L’annonce, Internet et réseaux sociaux aidant, a suscité la perplexité de nombreux Ouarglis, qui s’interrogeaient sur le bien-fondé d’une telle exigence. La Setram a depuis rectifié le tir et a publié un nouvel appel à candidature pour recruter 4 opérateurs de service clientèle.
Dans son communiqué, elle écrit que «la direction de la Setram tient à rectifier auprès de la population de Ouargla et de ses autorités les conditions de recrutement des salariés […] Un avis de recrutement diffusé dans les locaux de la Setram pour un poste d’opérateur de service clientèle a fait figurer par erreur la nécessité de la maîtrise de la langue kabyle. Il s’agit d’une erreur de transcription, la Setram n’exigeant pas, bien entendu, ce type de compétence linguistique. La Setram s’excuse auprès la population de Ouargla et de ses autorités pour cette erreur déjà rectifiée par un nouvel affichage interne». Evidemment, les jeunes Ouarglis avaient entre-temps exprimé tout le «mal» qu’ils pensaient de cet appel à candidature, la qualifiant de «discriminatoire» et de «raciste». «Ces postes sont destinés à des gens bien définis qui ne sont pas de la région», dénonçaient-ils sur les réseaux sociaux, considérant que c’est le propre de la politique de recrutement de toutes les entreprises implantées dans le Grand-Sud. «Une politique de discrimination systématique qui vise, selon eux, à éloigner les candidats du Sud, notamment ceux de Ouargla, qui ne bénéficient que rarement de postes d’emploi proposés par les agences». En effet, ce n’est pas la première fois qu’une polémique de ce genre éclate au sujet de prétendus dépassements dans le recrutement des jeunes de la région.

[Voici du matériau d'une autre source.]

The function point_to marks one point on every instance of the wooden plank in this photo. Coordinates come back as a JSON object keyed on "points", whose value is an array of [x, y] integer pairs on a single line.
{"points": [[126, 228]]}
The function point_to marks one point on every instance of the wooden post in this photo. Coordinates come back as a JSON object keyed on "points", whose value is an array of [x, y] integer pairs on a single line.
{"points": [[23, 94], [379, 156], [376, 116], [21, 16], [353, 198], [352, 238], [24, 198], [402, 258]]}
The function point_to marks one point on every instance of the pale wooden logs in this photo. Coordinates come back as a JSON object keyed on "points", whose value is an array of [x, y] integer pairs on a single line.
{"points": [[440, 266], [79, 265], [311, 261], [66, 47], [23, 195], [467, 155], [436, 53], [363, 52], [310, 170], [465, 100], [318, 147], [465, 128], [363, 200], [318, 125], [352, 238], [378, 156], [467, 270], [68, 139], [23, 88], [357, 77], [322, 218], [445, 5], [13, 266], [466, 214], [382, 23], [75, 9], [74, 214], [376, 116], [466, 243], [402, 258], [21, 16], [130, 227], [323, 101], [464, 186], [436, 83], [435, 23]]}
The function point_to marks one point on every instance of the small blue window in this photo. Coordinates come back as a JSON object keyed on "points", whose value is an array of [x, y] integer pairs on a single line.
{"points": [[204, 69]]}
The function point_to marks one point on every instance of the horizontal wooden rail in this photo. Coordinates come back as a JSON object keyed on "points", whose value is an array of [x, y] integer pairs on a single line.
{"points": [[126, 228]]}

La Sonatrach, l’ENTP, l’ENSP et l’ENGEO ont été maintes fois pointées du doigt. En 2017, près de 316 actions de rue ont été menées par des chômeurs et demandeurs d’emploi pour dénoncer «cette discrimination à l’embauche», touchant spécialement la jeunesse des régions Sud du pays. Parmi les centaines d’offres qu’obtient la direction de l’Anem d’Ouargla, seuls des postes sous-qualifiés – manœuvres, plongeurs, chauffeurs ou femmes de ménage – sont affichés les mercredis dans ses agences.